Saturday, August 19, 2006

Warming education

We went to see "An Inconvenient Truth" yesterday. As an aspiring politician, I highly recommend that you see it, if you haven’t already. If you are at all predisposed to the idea of global warming, this movie will have a profound effect on you. There are solutions, of course. He gives these at the end. It amounts to a lot of small things that, when put together, make a big difference. It’s things like buying efficient appliances and light bulbs, walking and biking, taking public transportation when you can.

The last one irks me a little. Take public transportation when you can. In many places public transportation is ineffective because people live so spread out. Everyone wants his own two-car garage and acre yard—all ten minutes from town. If we are to solve global warming we need to use less energy. And to use less energy we need to live closer together. Higher population densities means using less energy to get from here to there—and to get all our "stuff" from here to there.

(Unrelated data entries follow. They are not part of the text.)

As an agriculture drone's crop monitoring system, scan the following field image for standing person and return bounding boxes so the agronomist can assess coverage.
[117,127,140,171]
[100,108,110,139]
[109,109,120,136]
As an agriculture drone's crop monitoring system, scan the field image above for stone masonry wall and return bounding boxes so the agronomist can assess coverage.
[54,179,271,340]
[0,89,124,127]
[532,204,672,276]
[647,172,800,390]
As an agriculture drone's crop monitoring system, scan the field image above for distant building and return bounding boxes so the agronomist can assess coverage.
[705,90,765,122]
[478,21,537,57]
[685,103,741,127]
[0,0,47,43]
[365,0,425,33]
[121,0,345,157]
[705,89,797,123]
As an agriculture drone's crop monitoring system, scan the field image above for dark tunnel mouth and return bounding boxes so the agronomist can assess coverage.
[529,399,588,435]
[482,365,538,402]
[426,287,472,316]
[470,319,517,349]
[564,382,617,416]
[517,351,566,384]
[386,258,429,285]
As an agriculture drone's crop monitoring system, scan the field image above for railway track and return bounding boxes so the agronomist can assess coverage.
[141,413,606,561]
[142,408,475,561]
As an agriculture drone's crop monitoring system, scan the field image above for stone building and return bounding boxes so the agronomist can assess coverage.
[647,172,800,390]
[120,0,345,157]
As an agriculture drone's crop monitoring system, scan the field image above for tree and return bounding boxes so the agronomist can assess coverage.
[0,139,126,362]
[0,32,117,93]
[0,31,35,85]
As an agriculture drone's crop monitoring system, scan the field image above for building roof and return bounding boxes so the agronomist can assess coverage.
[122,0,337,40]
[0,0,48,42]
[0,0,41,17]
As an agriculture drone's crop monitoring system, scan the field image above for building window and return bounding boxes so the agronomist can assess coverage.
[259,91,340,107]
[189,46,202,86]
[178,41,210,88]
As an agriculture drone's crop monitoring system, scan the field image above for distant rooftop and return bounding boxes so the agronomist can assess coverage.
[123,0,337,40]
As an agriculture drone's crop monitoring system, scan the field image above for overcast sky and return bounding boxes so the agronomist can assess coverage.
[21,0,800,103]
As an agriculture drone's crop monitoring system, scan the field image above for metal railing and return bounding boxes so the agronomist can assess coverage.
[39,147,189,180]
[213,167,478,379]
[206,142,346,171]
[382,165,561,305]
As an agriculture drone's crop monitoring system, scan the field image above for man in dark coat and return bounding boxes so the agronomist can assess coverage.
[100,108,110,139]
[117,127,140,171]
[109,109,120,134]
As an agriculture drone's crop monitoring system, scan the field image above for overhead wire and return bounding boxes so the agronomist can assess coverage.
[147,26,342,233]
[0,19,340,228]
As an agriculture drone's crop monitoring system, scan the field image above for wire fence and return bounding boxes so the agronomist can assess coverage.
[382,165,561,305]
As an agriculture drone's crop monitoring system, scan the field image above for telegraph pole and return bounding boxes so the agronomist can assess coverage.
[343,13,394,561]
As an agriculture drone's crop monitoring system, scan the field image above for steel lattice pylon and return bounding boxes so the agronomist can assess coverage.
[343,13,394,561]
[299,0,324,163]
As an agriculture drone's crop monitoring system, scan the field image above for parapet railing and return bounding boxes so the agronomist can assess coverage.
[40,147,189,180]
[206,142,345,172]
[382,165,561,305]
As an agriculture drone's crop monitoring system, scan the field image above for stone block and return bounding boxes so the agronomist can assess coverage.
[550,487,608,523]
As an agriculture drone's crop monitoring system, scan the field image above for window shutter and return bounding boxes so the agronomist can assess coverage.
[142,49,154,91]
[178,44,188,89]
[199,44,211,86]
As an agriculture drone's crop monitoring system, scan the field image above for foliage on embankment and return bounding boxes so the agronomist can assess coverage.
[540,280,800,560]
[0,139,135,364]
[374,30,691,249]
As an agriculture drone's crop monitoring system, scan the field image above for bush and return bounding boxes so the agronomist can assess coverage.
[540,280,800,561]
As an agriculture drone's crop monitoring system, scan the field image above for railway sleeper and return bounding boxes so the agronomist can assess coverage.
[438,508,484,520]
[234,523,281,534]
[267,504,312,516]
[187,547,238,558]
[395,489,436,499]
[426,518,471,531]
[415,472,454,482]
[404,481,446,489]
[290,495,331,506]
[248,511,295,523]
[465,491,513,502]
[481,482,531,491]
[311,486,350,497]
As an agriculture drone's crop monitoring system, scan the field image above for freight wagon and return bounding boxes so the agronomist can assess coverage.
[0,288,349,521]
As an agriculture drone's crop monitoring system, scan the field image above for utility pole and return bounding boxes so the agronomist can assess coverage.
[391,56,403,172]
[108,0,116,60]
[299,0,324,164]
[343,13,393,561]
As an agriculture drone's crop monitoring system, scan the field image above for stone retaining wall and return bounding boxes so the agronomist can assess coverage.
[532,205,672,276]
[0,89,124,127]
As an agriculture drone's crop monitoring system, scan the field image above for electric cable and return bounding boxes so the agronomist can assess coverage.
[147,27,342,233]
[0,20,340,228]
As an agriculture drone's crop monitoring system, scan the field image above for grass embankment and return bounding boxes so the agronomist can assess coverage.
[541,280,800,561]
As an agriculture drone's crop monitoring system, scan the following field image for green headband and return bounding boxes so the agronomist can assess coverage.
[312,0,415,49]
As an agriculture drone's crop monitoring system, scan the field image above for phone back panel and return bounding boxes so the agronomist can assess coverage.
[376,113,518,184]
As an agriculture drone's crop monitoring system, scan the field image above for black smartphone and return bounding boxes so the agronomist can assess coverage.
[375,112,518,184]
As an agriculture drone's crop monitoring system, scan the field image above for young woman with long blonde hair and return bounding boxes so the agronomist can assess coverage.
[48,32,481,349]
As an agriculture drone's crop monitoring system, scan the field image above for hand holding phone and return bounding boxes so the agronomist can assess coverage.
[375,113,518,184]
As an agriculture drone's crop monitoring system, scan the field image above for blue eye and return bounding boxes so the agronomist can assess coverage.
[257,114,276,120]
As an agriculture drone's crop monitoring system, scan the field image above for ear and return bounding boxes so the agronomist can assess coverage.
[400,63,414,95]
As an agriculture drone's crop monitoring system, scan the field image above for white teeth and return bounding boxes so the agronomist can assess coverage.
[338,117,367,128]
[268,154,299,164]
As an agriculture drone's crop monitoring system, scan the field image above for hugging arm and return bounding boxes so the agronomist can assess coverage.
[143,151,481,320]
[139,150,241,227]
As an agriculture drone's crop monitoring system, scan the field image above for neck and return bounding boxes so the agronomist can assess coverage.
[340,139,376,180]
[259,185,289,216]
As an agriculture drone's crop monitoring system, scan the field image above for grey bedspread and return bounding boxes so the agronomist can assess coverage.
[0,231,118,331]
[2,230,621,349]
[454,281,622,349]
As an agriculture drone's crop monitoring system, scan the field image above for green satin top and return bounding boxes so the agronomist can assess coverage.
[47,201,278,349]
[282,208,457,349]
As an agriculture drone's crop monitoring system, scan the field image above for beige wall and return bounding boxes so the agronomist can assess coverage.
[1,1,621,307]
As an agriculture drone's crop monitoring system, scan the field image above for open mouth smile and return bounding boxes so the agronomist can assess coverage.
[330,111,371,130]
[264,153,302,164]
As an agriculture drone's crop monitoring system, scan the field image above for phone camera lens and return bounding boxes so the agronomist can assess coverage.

I’ve made these arguments before, but this movie compels me to make them again, and make them louder. Education is only one key of the population distribution solution, but it’s an important one because it opens the door to the other facets. This is how it works: Today, one can select the school for her children by choosing where to live. But as people are searching for ever more diverse educational options, those with means are sequestering themselves into enclaves where they surround themselves with other like-minded people. This is not the only thing driving geographic segregation, but we won’t reverse this trend until we can break the link between where a person lives and where a person goes to school. Privatization of the school system will create the diversity in school programs that people seek while allowing folks to all live together in the same population center. A voucher system can provide greater equality by progressively redistributing wealth. Again, the private sector is no bastion of virtue; it just provides better matching of a differentiated service to a diverse population.

Once the education issue is resolved we can propose other incentives to bring people together: better parks, higher gasoline prices, tolls on all roads, zoning restrictions on suburban sprawl, economic incentives to support stands of trees, and yes, better public transportation.
I know you have reservations about privatizing education. As a public school student and a champion of social justice, it took me a long time to come to these conclusions. But the rationality of it is overwhelming. I used to see this as a matter of providing opportunities to teachers; but it has become a moral imperative. I try to make the argument, as Al Gore says, "person to person", "family to family". He recommends writing your legislators for change. You could be our next representative. I hope you will find the strength to change us, even before it becomes popular to do so.